1951 Ford F1 Ranger Marmon-Harrington
In 1951, Ford did not produce a "carry-all" type vehicle or four-wheel drive. They looked to specialty maker Marmon Harrington for assistance in creating these rare vehicles. A truck such as this would have started life as a Ford panel delivery truck sent directly from the factory to Marmon-Harrington. The body was then modified by a company called Seibert and the drivetrain converted to 4X4 by Marmon-Harrington. It is believed that only 54 of these vehicles were built between 1949 and 1952, with only 11 known to exist and only 2 restored. These would the first vehicles ever to receive the "Ranger" designation from Ford.
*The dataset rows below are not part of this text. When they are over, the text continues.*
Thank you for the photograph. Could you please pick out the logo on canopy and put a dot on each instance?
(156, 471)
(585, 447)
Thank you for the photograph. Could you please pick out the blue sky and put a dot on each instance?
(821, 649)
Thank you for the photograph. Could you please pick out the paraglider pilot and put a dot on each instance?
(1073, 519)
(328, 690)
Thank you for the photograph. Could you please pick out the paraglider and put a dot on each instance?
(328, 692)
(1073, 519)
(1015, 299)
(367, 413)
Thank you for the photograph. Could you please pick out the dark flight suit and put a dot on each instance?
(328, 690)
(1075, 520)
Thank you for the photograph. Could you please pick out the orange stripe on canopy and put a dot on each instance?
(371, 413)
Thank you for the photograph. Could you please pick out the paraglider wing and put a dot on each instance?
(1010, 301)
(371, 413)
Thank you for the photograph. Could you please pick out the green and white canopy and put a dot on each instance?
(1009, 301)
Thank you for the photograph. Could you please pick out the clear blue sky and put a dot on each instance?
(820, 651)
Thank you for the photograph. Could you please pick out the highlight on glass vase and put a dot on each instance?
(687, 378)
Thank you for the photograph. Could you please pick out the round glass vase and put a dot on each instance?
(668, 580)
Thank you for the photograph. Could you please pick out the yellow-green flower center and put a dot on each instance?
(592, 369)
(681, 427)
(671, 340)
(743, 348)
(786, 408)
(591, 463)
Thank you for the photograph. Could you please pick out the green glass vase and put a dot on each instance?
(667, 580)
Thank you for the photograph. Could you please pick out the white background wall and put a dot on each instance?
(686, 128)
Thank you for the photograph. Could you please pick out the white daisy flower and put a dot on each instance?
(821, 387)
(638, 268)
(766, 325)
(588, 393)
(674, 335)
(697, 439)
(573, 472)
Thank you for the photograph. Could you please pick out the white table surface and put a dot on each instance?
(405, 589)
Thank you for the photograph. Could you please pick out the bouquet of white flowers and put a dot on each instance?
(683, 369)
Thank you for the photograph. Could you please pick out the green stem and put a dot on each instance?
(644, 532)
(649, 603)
Purchased by its last owner in Oct 2008, this rare first generation F-Series truck was professionally restored to original specification by J&L Fabricating in Puyallup, WA from 2009 -2010. They would have Byers Custom in Auburn, WA take care of the paint and bodywork, who would invest over 400 hours on the Ford Sheridan Blue paint alone. Every detail is exact down to Ford embossed glass.
Its exceptional restoration and incredible rarity garnered the truck a spot in the special Ford F1 display at America's Car Museum for 2015, and it would go on to take the second place trophy in the "Working Guy's" category of the Pacific Northwest Concours d'Elegance of that year.
The original company bearing the Marmon name was formed in 1851 as the Nordyke and Marmon Machine Company, specializing in the manufacture of flour mill machinery. As a top engineering house, the company entered the emerging auto industry around 1900.
For the next three decades, The Marmon Car Company produced some of the world's finest cars. The Marmon Wasp won the first Indianapolis 500 in 1911, and the Marmon Sixteen was the height of luxury in touring sedans.
The Great Depression drastically reduced the luxury car market, so the Marmon Car Company joined forces with Arthur (Colonel) Herrington, an ex-military engineer, to design all-wheel drive vehicles.
The new company, Marmon-Herrington, procured contracts for military aircraft refueling trucks, 4x4 chassis for towing light weaponry, and from the Iraqi Pipeline Company for what were the largest trucks ever built at the time.
In addition to large commercial and military vehicles, they recognized a growing market for moderately priced all-wheel drive vehicles. This demand gave birth to the Marmon-Herrington Ford.
Their first light duty vehicles came in 1937, and by 1939 there were some 56 different models of Marmon-Herrington Ford conversions. They were offered not only as pickups and station wagons, but also in chassis, stake truck, panel truck, coupe, sedan and sedan delivery form, though only with 85 hp V8 engines. At $1,805, the station wagons sold for more than twice the price of a two-wheel drive wagon. Wider tires added $175 to $230 to that figure.
No production records are known to survive for Marmon-Herrington Fords. Since they were essentially hand-built, assembly rate was necessarily slow and output small, even when demand surged during World War II. Marmon-Herrington aficionados report that only ten or a dozen of each year are known to exist.